For the bench::Complex struct:

use crate::bench_generated as bench_fbs;

#[test]
fn it_deserializes() {
    const ID: u64 = 12;
    const NAME: &str = "name";
    const REFERENCE: &str = "reference";
    let mut builder = flatbuffers::FlatBufferBuilder::new();
    {
        let args = bench_fbs::bench::BasicArgs{id: ID};
        let basic = Some(bench_fbs::bench::Basic::create(&mut builder, &args));
        let name = Some(builder.create_string(NAME));
        let reference = Some(builder.create_string(REFERENCE));
        let args = bench_fbs::bench::ComplexArgs{ basic, name, reference };
        let complex = bench_fbs::bench::Complex::create(&mut builder, &args);
        builder.finish_minimal(complex);
    }
    let parsed = flatbuffers::get_root::<bench_fbs::bench::Complex>(builder.finished_data());
    assert_eq!(parsed.basic().id(), ID);
    assert_eq!(parsed.name(), NAME);
    assert_eq!(parsed.reference(), REFERENCE);
}

Notes:

• Needing to manually serialize each member of bench::Complex is cumbersome and error-prone. There doesn’t seem to be a way to automatically handle it…

Benchmarks

The above schema is from the proto_benchmarks repository which compares protobuf with capnproto. I stumbled upon it and swooned over the pretty criterion plots. I forked it to add FlatBuffers and migrate to Rust 2018.

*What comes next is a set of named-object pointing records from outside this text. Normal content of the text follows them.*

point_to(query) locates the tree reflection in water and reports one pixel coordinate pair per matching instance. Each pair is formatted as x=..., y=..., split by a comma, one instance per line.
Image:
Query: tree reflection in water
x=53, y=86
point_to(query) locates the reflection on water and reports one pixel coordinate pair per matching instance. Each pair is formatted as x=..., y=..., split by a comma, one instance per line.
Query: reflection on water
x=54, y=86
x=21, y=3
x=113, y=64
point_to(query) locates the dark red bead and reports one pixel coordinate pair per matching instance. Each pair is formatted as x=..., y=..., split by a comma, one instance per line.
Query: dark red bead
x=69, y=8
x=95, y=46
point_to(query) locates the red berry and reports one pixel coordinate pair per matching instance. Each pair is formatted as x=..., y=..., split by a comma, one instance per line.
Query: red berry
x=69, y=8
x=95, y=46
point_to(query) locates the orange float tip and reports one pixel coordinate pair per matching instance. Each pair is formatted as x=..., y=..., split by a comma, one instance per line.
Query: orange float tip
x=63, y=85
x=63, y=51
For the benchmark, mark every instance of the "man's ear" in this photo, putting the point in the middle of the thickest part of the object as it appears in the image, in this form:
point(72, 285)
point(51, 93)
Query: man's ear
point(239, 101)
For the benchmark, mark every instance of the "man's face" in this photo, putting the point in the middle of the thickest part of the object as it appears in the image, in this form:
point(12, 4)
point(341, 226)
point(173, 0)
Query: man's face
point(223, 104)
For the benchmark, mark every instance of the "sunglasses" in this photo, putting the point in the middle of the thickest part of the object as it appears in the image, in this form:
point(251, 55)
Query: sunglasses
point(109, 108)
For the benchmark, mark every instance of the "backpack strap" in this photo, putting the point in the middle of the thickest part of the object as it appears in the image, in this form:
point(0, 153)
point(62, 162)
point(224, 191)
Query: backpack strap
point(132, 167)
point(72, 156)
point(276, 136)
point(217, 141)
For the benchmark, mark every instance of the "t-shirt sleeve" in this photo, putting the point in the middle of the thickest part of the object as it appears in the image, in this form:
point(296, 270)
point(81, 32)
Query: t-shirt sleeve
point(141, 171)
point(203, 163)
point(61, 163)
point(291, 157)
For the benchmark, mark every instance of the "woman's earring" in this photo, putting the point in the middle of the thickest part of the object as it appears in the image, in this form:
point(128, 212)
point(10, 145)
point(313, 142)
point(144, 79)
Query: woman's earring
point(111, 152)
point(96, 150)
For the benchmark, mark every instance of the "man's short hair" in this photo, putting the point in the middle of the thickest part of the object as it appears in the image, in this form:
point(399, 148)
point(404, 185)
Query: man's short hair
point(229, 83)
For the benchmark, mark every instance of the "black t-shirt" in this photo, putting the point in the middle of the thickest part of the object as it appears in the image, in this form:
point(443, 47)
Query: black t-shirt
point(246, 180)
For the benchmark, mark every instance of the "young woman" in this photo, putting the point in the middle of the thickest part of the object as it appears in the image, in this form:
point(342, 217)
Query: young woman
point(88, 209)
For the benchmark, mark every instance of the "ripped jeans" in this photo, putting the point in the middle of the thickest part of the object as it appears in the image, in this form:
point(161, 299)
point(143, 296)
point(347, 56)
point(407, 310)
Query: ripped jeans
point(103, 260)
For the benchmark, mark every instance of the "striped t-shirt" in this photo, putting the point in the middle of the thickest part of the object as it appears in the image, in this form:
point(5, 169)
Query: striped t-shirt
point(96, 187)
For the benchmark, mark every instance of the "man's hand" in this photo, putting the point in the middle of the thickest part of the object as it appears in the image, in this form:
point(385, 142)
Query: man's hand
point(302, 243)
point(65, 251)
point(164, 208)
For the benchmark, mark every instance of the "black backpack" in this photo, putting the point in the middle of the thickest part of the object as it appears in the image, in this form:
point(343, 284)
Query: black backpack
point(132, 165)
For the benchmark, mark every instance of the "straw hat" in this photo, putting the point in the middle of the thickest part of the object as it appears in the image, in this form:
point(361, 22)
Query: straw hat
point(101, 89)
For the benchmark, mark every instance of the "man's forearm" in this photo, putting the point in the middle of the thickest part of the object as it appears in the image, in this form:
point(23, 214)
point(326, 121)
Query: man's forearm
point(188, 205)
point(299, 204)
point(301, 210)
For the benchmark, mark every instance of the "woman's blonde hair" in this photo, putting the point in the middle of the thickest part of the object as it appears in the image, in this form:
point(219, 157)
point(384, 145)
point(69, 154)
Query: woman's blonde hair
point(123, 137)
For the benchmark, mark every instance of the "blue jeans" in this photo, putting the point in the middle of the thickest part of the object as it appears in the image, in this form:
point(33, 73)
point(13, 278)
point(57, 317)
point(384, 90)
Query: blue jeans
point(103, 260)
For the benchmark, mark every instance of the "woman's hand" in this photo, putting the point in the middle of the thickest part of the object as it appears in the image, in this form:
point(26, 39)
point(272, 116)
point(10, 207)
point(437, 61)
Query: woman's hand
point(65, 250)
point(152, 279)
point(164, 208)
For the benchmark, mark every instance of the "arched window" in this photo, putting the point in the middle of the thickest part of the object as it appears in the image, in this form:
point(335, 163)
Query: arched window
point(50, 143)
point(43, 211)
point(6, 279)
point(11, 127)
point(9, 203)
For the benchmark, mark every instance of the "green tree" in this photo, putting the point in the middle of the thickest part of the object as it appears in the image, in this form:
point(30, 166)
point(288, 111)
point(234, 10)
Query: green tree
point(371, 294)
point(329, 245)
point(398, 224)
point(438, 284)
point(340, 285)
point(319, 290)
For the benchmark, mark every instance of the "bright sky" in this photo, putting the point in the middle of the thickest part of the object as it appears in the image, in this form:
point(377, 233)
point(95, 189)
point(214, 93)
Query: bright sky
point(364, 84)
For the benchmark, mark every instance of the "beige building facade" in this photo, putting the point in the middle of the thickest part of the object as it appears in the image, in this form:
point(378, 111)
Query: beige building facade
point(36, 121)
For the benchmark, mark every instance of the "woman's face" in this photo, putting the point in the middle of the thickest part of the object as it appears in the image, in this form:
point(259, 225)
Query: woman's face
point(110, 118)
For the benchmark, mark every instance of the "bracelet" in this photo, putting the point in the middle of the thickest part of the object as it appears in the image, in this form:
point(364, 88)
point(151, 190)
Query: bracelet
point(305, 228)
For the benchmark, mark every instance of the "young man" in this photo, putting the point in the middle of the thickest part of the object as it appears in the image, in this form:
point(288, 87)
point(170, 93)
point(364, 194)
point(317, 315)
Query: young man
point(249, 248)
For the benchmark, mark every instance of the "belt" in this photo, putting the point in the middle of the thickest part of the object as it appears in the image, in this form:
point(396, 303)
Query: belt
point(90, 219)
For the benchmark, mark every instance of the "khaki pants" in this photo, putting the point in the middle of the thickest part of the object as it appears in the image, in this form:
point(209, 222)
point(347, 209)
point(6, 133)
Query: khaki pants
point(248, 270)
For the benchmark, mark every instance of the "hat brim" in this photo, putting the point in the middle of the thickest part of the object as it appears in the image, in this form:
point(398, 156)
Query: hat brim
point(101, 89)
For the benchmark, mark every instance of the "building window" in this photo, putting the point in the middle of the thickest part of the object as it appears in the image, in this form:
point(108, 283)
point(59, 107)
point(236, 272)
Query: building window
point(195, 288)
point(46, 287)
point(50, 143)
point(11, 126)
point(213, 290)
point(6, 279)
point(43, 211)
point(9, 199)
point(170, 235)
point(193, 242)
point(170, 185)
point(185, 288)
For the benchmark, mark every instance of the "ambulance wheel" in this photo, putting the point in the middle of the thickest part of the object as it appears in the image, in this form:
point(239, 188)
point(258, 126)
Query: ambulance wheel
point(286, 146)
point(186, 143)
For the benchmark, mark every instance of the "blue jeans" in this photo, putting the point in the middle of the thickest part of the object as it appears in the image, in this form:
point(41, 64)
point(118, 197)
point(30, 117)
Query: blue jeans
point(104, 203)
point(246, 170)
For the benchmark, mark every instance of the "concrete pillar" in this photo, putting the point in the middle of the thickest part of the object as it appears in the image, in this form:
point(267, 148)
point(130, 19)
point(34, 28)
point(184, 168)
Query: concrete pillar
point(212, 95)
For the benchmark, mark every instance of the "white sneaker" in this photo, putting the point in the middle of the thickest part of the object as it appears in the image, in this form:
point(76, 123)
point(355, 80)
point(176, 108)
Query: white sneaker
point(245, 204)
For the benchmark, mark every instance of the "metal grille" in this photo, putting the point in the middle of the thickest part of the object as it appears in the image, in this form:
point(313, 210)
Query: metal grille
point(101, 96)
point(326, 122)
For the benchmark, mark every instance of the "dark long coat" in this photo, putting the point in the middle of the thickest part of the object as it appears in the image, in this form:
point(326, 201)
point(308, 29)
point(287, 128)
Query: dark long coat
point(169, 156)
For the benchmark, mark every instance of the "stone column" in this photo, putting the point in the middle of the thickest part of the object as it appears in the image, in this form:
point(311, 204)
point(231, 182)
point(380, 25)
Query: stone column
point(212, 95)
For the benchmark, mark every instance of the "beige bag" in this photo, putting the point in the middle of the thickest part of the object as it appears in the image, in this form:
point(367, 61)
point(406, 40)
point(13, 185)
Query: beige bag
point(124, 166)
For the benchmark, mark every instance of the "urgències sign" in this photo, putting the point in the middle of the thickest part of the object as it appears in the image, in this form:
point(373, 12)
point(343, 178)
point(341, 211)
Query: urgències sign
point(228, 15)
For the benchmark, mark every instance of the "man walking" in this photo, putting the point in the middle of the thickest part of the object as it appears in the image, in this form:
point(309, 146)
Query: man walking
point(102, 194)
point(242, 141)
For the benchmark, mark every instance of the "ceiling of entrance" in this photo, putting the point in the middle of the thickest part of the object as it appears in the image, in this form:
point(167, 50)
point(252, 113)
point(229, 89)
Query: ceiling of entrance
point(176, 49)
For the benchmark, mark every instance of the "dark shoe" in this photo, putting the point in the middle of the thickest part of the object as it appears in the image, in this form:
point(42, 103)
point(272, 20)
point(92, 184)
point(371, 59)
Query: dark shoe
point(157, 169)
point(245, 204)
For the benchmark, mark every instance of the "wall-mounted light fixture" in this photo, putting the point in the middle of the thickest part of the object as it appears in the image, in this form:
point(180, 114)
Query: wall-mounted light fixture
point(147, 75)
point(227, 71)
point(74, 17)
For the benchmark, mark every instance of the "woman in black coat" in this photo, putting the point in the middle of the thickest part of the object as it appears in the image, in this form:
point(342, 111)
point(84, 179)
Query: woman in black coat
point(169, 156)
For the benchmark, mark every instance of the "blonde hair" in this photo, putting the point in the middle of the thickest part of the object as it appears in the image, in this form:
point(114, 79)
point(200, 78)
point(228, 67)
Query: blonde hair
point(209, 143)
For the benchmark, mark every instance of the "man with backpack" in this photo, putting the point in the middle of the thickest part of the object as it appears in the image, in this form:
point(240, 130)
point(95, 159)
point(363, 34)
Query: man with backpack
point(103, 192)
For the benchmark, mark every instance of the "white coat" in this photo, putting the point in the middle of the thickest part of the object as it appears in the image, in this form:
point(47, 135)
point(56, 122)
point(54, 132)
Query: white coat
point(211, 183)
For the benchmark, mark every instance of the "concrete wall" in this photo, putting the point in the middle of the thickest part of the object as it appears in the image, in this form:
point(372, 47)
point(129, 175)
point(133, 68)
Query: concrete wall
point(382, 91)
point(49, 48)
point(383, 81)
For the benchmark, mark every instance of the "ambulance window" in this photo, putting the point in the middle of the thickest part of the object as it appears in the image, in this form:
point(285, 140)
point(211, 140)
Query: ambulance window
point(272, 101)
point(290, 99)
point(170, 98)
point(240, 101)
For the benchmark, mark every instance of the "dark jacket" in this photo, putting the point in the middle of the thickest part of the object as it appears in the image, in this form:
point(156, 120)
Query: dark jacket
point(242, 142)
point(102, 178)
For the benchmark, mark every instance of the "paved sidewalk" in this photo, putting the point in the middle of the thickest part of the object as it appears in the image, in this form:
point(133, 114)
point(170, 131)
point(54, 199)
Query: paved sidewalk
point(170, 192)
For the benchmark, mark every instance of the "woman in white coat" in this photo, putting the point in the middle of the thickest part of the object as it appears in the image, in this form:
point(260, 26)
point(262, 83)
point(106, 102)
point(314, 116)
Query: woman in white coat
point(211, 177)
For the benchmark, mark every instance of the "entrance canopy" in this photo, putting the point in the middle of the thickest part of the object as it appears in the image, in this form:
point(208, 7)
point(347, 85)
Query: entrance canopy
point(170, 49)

The flatbuffers schema is actually auto-magically generated from the protobuf schema:

syntax = "proto2";
option optimize_for = SPEED;

package bench;

message Basic {
    required uint64 id = 1;
}

message Complex {
    required string name = 1;
    required Basic basic = 2;
    required string reference = 3;
}

In build.rs:

// Convert protobuf .proto to FlatBuffers .fbs
std::process::Command::new("flatc")
    .args(&["--proto", "-o", "protos", "protos/bench.proto"])
    .spawn()
    .expect("flatc");
// Generate rust source
std::process::Command::new("flatc")
    .args(&["--rust", "-o", "src", "protos/bench.fbs"])
    .spawn()
    .expect("flatc");

Using std::process::Command to execute flatc. First, to convert the protobuf schema into FlatBuffers, then to output Rust source.

Results

Not entirely sure I believe the results. Not knowing much about any of the three libraries, we’re likely comparing slightly different things.

Basic write:

Complex build:

Also found rust-serialization-benchmarks which hasn’t been updated in 3 years and seems to use Bencher for benchmarking.